- Born: October 16, 1951 (age 74) Washington, D.C., U.S.
- Other name: Stefanie Nucci Vogel
- Education: University of Maryland, College Park
- Scientific career
- Fields: Microbiology, immunology
- Workplaces: University of Maryland School of Medicine

= Stefanie N. Vogel =

American physician-scientist and immunologist

Stefanie Nucci Vogel (born October 16, 1951) is an American physician-scientist, microbiologist, and immunologist. She is a professor of microbiology and immunology at the University of Maryland School of Medicine.

== Life ==
Vogel was born October 16, 1951, in Washington, D.C. She graduated from Regina High School in Hyattsville, Maryland, in 1968. From 1969 to 1972, Vogel was a part-time research assistant in the University of Maryland, College Park computer science center and the department of chemistry under James McDonald Stewart. She completed a B.S. with honors in the department of microbiology at the University of Maryland, College Park in January 1972. She was inducted into Phi Beta Kappa. From 1972 to 1974, Vogel was a microbiologist in the department of virus diseases at the Walter Reed Army Institute of Research.

Vogel was a graduate teaching assistant in the University of Maryland, College Park department of microbiology from 1974 to 1976. In 1976, she won a predoctoral fellowship from the American Association of University Women. Vogel earned a Ph.D. in immunology from the University of Maryland, College Park in May 1977. Her dissertation was titled, A study of the immune response of mice to type III pneumococcal polysaccharide as modified by phytohemagglutinin. Bob S. Roberson was her doctoral advisor. She was a postdoctoral fellow at the National Institute of Dental Research from 1977 to 1980.

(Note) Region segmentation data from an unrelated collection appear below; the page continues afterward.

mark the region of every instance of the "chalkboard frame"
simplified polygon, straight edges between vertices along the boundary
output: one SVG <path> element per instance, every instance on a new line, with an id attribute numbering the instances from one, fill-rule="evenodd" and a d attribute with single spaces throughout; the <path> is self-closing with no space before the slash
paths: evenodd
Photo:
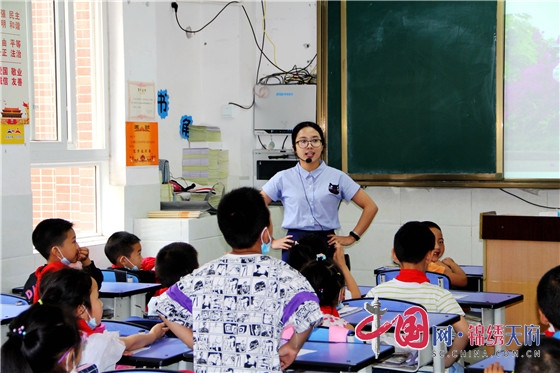
<path id="1" fill-rule="evenodd" d="M 324 4 L 328 3 L 328 4 Z M 494 136 L 491 143 L 486 145 L 485 151 L 488 152 L 488 157 L 491 157 L 491 170 L 490 172 L 473 172 L 467 165 L 466 170 L 443 170 L 442 172 L 425 172 L 412 170 L 411 172 L 378 172 L 378 170 L 361 170 L 356 171 L 353 168 L 352 157 L 349 156 L 348 148 L 352 144 L 352 124 L 348 122 L 348 92 L 347 84 L 347 65 L 348 56 L 346 45 L 346 28 L 347 23 L 353 20 L 347 20 L 347 6 L 344 1 L 329 1 L 321 4 L 319 10 L 322 23 L 320 33 L 327 35 L 328 41 L 322 42 L 322 51 L 320 56 L 324 59 L 321 66 L 327 71 L 320 75 L 320 84 L 325 84 L 326 99 L 323 99 L 326 105 L 325 108 L 319 107 L 319 122 L 324 123 L 327 132 L 327 162 L 333 167 L 342 169 L 350 174 L 350 176 L 362 183 L 368 184 L 379 181 L 405 181 L 410 183 L 418 183 L 423 181 L 446 182 L 446 181 L 500 181 L 503 180 L 503 133 L 502 133 L 502 118 L 503 118 L 503 4 L 498 1 L 493 1 L 495 6 L 495 20 L 493 24 L 495 30 L 495 114 L 492 118 L 491 135 Z M 379 2 L 378 2 L 379 3 Z M 398 2 L 391 2 L 398 3 Z M 440 3 L 440 2 L 436 2 Z M 325 16 L 326 13 L 326 16 Z M 322 103 L 320 102 L 320 105 Z M 358 136 L 360 134 L 358 133 Z M 350 138 L 349 138 L 350 136 Z M 355 135 L 356 136 L 356 135 Z M 352 147 L 355 152 L 355 148 Z M 360 152 L 358 156 L 361 157 Z M 351 154 L 350 154 L 351 155 Z M 429 161 L 429 160 L 428 160 Z M 447 166 L 446 166 L 447 167 Z"/>

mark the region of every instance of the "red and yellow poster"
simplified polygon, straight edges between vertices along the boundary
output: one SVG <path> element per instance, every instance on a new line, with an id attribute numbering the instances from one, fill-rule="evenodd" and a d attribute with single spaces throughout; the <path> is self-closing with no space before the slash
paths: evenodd
<path id="1" fill-rule="evenodd" d="M 25 127 L 23 125 L 2 123 L 1 127 L 0 144 L 25 143 Z"/>
<path id="2" fill-rule="evenodd" d="M 158 123 L 126 122 L 126 165 L 159 164 Z"/>

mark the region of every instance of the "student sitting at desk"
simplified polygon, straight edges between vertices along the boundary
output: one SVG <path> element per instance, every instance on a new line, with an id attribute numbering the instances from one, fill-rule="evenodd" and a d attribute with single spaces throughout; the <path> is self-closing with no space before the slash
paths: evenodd
<path id="1" fill-rule="evenodd" d="M 12 320 L 7 337 L 2 372 L 75 372 L 78 366 L 81 342 L 76 318 L 62 307 L 35 303 Z"/>
<path id="2" fill-rule="evenodd" d="M 64 305 L 77 316 L 78 328 L 84 338 L 80 364 L 95 364 L 101 372 L 115 369 L 125 351 L 152 344 L 167 331 L 163 323 L 152 327 L 149 333 L 126 337 L 105 331 L 100 323 L 103 302 L 99 299 L 97 283 L 83 271 L 64 268 L 47 273 L 39 291 L 44 304 Z"/>
<path id="3" fill-rule="evenodd" d="M 29 275 L 23 286 L 23 296 L 30 303 L 39 299 L 37 289 L 43 274 L 58 271 L 67 266 L 80 266 L 84 272 L 95 279 L 97 286 L 101 288 L 103 274 L 89 258 L 89 249 L 80 247 L 76 242 L 76 232 L 74 232 L 73 226 L 74 224 L 67 220 L 53 218 L 43 220 L 33 230 L 31 236 L 33 246 L 47 260 L 47 264 L 38 267 L 34 273 Z"/>
<path id="4" fill-rule="evenodd" d="M 140 282 L 156 282 L 153 256 L 142 257 L 142 244 L 135 234 L 115 232 L 105 244 L 105 255 L 112 263 L 111 268 L 121 269 L 138 277 Z"/>
<path id="5" fill-rule="evenodd" d="M 272 223 L 258 190 L 225 194 L 217 217 L 231 253 L 181 278 L 160 297 L 157 311 L 194 349 L 196 372 L 280 373 L 322 320 L 319 300 L 298 271 L 266 255 Z M 295 333 L 280 346 L 286 325 Z"/>
<path id="6" fill-rule="evenodd" d="M 454 369 L 462 370 L 462 367 L 453 363 L 467 346 L 469 325 L 453 295 L 440 286 L 430 284 L 426 277 L 426 269 L 435 247 L 433 233 L 427 225 L 411 221 L 397 231 L 393 246 L 393 255 L 397 257 L 401 267 L 399 275 L 372 288 L 366 296 L 407 300 L 423 305 L 428 312 L 461 315 L 460 320 L 453 324 L 453 329 L 456 333 L 461 332 L 462 336 L 455 336 L 453 339 L 445 355 L 445 367 L 453 365 Z"/>
<path id="7" fill-rule="evenodd" d="M 451 285 L 463 287 L 467 286 L 467 274 L 461 266 L 459 266 L 451 258 L 441 259 L 445 253 L 445 242 L 443 240 L 443 233 L 439 225 L 432 221 L 423 221 L 436 237 L 436 246 L 434 248 L 434 255 L 428 264 L 428 272 L 441 273 L 449 277 Z"/>
<path id="8" fill-rule="evenodd" d="M 540 344 L 522 346 L 515 358 L 515 373 L 560 372 L 560 340 L 543 337 Z M 504 368 L 495 362 L 484 368 L 484 373 L 504 373 Z"/>
<path id="9" fill-rule="evenodd" d="M 327 243 L 321 238 L 321 236 L 314 233 L 307 234 L 295 242 L 293 250 L 288 252 L 288 264 L 298 271 L 301 268 L 311 262 L 317 260 L 317 255 L 325 255 L 329 250 Z M 361 298 L 362 293 L 360 288 L 350 272 L 350 268 L 346 264 L 346 259 L 344 257 L 344 247 L 336 242 L 334 244 L 334 254 L 332 258 L 327 258 L 332 260 L 340 269 L 340 272 L 344 276 L 344 282 L 346 283 L 346 290 L 344 292 L 345 299 L 355 299 Z"/>

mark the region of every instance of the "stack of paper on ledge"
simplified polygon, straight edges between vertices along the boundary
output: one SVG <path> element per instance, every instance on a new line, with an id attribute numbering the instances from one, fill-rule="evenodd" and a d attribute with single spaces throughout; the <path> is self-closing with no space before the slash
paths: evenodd
<path id="1" fill-rule="evenodd" d="M 150 211 L 148 212 L 149 218 L 198 218 L 201 211 Z"/>

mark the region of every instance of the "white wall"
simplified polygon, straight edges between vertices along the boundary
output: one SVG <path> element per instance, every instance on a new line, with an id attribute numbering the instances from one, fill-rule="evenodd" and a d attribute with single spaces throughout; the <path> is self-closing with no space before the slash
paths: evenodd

In 2000, Vogel won a National Institutes of Health MERIT Award from the National Institute of Allergy and Infectious Diseases. In 2004, she was elected a fellow of the American Academy of Microbiology. She served as president of the International Endotoxin and Innate Immunity Society from 2004 to 2006. In 2011, she was elected a Fellow of the American Association for the Advancement of Science. Vogel is a professor of microbiology and immunology at the University of Maryland School of Medicine. She holds a secondary appointment as a professor of medicine.

Vogel is married to Richard L. Vogel, Jr.